Engine manufacturers are already producing dual-fuel engines that run on methanol and major shipping companies are retrofitting their fleets.

For example, Maersk recently completed the methanol dual-fuel conversion of its 14,000 TEU container ship, the Maersk Halifax, with a projected 90% reduction in CO₂ emissions.

Maersk is also investing in new dual-fuel vessels as part of its goal to achieve net-zero operations by 2040.

Fast-tracking delivery to meet demand

The global e-methanol market is poised for dramatic expansion, with some forecasts estimating a compound annual growth rate of over 25% between 2024 and 2031— equivalent to a sixfold increase.

Meeting this demand will require rapid scaling of production capacity, making speed of design and construction a critical advantage.

While a typical e-methanol plant takes four to six years to build, Worley has partnered with Topsoe, a global leader in catalysis and process technology, to dramatically accelerate delivery.

Their standardised, modular production model reduces development time for plants producing up to 600 metric tonnes per day.

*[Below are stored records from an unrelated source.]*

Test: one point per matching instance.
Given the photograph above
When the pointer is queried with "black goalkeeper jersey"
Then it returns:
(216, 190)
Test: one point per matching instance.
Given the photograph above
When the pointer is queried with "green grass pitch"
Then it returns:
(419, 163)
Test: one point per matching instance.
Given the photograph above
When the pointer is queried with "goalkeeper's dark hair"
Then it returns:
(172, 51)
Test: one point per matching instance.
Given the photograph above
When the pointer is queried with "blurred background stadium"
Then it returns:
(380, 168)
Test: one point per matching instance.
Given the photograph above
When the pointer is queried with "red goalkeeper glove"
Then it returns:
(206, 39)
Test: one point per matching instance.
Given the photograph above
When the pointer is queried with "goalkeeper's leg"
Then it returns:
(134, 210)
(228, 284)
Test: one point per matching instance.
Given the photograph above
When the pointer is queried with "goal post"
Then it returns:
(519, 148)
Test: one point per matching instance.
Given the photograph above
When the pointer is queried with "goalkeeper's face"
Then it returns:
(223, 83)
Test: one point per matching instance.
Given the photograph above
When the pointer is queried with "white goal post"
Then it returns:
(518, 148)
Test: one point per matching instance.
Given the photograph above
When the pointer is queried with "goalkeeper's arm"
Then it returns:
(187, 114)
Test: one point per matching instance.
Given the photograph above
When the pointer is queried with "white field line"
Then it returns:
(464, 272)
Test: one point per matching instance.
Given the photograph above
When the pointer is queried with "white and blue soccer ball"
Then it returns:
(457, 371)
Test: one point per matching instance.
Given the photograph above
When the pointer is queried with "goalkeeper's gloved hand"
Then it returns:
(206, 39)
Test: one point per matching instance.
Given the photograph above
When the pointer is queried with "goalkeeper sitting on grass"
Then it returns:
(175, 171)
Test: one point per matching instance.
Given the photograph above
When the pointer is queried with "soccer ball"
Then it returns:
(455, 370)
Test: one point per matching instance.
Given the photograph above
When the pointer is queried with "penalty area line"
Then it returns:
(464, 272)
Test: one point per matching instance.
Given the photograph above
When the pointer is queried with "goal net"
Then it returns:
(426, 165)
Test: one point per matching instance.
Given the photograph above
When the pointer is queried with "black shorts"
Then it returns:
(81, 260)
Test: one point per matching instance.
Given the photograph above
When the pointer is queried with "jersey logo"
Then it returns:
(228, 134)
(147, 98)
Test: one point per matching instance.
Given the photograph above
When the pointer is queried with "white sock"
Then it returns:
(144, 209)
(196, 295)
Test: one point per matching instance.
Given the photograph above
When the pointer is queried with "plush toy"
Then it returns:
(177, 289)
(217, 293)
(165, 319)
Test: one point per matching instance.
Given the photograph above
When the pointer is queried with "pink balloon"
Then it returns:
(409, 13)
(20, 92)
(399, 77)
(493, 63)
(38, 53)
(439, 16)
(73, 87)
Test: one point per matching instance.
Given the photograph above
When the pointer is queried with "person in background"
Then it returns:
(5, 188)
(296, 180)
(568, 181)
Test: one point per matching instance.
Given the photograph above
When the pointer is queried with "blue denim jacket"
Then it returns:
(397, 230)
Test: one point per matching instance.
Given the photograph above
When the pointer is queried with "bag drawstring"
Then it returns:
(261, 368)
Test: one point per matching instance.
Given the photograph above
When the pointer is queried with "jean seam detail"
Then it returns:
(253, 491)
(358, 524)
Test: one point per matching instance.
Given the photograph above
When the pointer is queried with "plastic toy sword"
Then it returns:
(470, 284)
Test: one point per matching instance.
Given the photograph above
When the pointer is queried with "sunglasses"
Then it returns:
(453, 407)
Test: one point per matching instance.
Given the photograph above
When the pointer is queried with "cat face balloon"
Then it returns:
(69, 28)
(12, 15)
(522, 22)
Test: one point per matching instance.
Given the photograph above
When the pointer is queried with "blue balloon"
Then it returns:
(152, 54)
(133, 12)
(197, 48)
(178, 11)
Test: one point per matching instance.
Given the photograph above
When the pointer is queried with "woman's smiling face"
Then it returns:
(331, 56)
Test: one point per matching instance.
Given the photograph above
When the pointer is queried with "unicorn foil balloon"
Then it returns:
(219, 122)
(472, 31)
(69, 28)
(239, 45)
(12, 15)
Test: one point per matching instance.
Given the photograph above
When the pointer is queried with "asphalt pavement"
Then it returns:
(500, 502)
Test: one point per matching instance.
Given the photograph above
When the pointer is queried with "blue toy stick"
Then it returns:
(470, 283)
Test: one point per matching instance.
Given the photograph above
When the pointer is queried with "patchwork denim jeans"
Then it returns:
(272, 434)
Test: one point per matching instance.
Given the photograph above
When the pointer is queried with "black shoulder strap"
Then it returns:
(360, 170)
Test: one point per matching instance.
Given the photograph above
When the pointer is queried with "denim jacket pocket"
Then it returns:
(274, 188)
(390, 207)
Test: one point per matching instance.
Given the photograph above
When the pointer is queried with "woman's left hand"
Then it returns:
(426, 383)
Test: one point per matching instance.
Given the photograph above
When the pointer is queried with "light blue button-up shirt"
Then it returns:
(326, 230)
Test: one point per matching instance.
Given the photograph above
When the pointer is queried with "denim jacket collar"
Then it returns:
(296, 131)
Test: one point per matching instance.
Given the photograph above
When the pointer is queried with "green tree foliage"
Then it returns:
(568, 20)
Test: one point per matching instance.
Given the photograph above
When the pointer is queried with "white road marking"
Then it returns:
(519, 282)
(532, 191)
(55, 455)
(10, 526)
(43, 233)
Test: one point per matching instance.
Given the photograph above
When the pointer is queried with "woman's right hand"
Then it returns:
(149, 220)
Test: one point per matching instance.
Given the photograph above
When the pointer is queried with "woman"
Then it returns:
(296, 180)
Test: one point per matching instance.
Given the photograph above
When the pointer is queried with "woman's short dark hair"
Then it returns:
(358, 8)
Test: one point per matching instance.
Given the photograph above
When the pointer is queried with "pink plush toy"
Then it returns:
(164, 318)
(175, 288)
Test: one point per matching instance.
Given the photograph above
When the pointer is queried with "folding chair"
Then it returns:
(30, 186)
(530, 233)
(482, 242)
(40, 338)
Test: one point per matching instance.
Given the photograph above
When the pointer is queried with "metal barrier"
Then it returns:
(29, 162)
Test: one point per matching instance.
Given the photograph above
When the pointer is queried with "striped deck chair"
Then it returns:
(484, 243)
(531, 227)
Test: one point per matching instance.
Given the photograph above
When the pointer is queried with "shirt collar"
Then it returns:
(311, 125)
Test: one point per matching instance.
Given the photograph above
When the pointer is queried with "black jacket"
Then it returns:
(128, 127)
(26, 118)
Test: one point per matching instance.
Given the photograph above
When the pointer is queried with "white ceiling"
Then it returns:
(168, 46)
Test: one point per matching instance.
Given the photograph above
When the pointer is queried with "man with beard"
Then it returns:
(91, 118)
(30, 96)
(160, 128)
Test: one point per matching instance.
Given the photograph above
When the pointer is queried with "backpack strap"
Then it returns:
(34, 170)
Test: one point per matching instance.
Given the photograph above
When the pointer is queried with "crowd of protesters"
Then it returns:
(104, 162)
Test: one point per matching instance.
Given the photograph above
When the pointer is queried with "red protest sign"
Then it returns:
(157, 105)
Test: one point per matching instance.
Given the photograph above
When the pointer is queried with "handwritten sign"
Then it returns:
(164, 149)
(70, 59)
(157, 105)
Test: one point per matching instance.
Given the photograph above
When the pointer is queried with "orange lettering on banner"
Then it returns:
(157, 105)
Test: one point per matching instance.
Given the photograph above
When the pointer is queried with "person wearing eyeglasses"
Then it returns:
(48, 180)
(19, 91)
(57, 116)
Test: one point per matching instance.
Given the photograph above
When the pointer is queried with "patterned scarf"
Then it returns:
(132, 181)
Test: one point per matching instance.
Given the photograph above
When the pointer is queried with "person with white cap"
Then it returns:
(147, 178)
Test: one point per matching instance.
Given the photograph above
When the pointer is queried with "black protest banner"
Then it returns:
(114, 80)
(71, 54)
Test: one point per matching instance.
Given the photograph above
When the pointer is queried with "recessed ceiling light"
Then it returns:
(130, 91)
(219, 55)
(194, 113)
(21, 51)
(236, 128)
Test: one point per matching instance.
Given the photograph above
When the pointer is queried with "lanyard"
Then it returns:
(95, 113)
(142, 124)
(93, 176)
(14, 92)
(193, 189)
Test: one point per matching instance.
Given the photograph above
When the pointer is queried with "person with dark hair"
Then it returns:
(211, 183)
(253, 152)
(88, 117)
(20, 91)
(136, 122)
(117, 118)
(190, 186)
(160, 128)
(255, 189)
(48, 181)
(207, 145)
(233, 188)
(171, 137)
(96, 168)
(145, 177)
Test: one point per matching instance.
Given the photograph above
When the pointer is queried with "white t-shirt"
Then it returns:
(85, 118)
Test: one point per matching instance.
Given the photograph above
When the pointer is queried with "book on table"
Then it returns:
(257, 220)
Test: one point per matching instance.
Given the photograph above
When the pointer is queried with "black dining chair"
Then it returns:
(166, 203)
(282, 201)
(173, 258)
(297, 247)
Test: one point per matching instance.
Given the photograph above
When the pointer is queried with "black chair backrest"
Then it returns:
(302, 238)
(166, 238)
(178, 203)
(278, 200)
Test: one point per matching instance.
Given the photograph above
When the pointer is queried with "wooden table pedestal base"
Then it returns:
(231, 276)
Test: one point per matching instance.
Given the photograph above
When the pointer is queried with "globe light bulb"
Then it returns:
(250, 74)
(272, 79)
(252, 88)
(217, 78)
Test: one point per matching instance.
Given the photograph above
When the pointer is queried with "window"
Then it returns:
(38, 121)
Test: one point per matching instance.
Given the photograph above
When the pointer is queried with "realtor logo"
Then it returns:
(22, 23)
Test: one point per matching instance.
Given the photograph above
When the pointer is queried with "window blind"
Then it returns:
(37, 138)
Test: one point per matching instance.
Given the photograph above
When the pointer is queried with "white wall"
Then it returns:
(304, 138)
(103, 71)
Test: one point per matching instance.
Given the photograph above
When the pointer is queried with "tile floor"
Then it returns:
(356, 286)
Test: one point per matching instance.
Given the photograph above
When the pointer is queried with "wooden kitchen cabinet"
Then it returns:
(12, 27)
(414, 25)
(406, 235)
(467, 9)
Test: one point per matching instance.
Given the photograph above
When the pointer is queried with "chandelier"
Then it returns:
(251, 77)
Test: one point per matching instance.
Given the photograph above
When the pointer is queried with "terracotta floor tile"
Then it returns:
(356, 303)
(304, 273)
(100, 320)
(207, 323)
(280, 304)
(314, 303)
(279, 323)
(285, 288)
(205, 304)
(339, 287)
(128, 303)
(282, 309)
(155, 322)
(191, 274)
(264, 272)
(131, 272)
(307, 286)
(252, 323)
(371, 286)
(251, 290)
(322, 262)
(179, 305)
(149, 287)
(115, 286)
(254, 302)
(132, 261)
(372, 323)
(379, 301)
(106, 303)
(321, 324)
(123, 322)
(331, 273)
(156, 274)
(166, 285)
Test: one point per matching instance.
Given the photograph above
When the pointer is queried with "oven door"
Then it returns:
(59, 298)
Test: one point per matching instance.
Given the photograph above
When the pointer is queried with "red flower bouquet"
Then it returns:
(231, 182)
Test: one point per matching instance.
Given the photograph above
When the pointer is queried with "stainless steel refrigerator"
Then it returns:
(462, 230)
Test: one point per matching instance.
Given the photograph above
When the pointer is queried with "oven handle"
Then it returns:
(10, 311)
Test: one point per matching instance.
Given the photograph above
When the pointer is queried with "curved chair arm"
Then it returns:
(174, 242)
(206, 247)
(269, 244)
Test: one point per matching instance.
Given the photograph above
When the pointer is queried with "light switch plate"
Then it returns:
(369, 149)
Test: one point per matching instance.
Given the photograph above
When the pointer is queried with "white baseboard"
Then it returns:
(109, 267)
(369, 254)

By adopting a "design once, build many" approach, the partnership enables faster project delivery and greater flexibility in facility design.

Core components — such as technology licensing for green hydrogen and methanol synthesis as well as the majority of engineering and cost parameters — are pre-defined.

This means each plant only needs site-specific adaptations like civil works, risk adjustments and final safety checks.

The result is lower levelised cost of e-methanol production and a shorter time to revenue.

This model has already been trialled successfully in South America and the Middle East and has also proven effective for other clean energy technologies such as green hydrogen.

This modular, standardised approach is applicable to a range of energy transition initiatives.

It could equally be used to accelerate production of sustainable aviation fuel by enabling ethanol-to-jet fuel conversion plants.

For now, ethanol producers in the Midwest have a compelling opportunity: capture their CO₂ and convert it into high-value e-methanol for the marine fuel market.

A faster, modular path to construction could unlock new revenue and position producers for long-term sustainability.